Des hôpitaux saturés qui appellent à l’aide, un personnel au bord de la crise de nerfs, comment notre pays si riche a-t-il pu se laisser déborder à ce point?
Pierre-Yves Maillard: Cette crise doit interpeller sur l’évolution structurelle de notre système de santé. En Suisse, en 2000, avec 7,2 millions d’habitants et 1,3 million de séjours hospitaliers par année, le pays disposait de 45 500 lits de soins aigus. Environ vingt ans plus tard, pour 8,5 millions d’habitants et 1,45 million d’hospitalisations annuelles, nous disposons de 38 000 lits. Soit une perte de capacité d’environ 30% par rapport à la population et à l’activité. Ce resserrement des ressources a été encore bien plus dur dans le reste de l’Europe et il explique pourquoi, au moindre événement particulier, le système arrive à saturation. On peut bien agiter comme un épouvantail le spectre de la Lombardie, ce printemps, mais pour l’éviter durablement, il faut aussi aborder cette réalité.

Il faut bien admettre que cette pandémie ne se résume pas à un «moindre événement particulier», comme vous la qualifiez…

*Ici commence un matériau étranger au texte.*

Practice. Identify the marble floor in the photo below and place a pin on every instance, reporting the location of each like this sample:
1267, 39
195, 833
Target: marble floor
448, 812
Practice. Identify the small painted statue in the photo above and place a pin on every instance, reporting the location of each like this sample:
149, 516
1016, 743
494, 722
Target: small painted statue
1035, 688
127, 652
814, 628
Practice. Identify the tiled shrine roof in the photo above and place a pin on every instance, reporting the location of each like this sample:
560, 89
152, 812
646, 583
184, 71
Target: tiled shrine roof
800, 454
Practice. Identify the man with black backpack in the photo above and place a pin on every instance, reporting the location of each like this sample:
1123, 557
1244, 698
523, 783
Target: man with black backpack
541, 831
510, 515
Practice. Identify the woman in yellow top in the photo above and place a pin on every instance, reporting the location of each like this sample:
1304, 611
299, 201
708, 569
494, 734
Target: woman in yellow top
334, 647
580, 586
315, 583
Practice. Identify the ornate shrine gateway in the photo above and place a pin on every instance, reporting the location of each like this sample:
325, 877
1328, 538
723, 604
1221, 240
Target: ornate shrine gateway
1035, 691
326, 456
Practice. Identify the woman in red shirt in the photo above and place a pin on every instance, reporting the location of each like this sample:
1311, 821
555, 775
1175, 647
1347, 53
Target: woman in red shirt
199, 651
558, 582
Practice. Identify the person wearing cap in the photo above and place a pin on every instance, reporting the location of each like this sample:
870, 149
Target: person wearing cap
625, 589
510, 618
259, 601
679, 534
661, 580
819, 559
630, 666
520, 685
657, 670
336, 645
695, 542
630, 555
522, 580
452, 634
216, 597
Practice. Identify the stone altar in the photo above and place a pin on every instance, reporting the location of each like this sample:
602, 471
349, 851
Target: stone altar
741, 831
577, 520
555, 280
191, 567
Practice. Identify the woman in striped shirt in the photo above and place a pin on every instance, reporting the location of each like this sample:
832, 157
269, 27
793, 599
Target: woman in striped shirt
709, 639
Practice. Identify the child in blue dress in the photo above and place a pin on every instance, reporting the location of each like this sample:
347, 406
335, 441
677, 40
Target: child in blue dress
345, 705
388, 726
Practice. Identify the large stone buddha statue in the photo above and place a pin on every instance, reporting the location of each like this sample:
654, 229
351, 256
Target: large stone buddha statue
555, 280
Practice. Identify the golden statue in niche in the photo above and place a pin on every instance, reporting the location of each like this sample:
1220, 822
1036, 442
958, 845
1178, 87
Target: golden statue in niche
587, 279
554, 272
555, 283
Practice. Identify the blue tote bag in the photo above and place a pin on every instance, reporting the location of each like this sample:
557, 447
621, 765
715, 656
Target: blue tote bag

A ce jour, les deux vagues de Covid-19 ont engendré environ 10 000 hospitalisations en Suisse, soit 0,7% des hospitalisations annuelles. Je rappelle que, chaque année, 1,5 million de personnes sont hospitalisées, 4000 par jour, toutes pathologies confondues. Bien sûr, ces hospitalisations se sont concentrées sur une courte période et dans certaines régions. Malgré cela, face au risque d’une accélération rapide de l’épidémie, le fait d’avoir davantage de réserves de capacité permettrait de prendre des mesures plus proportionnées et de leur laisser le temps de produire leurs effets avant d’en prendre d’autres.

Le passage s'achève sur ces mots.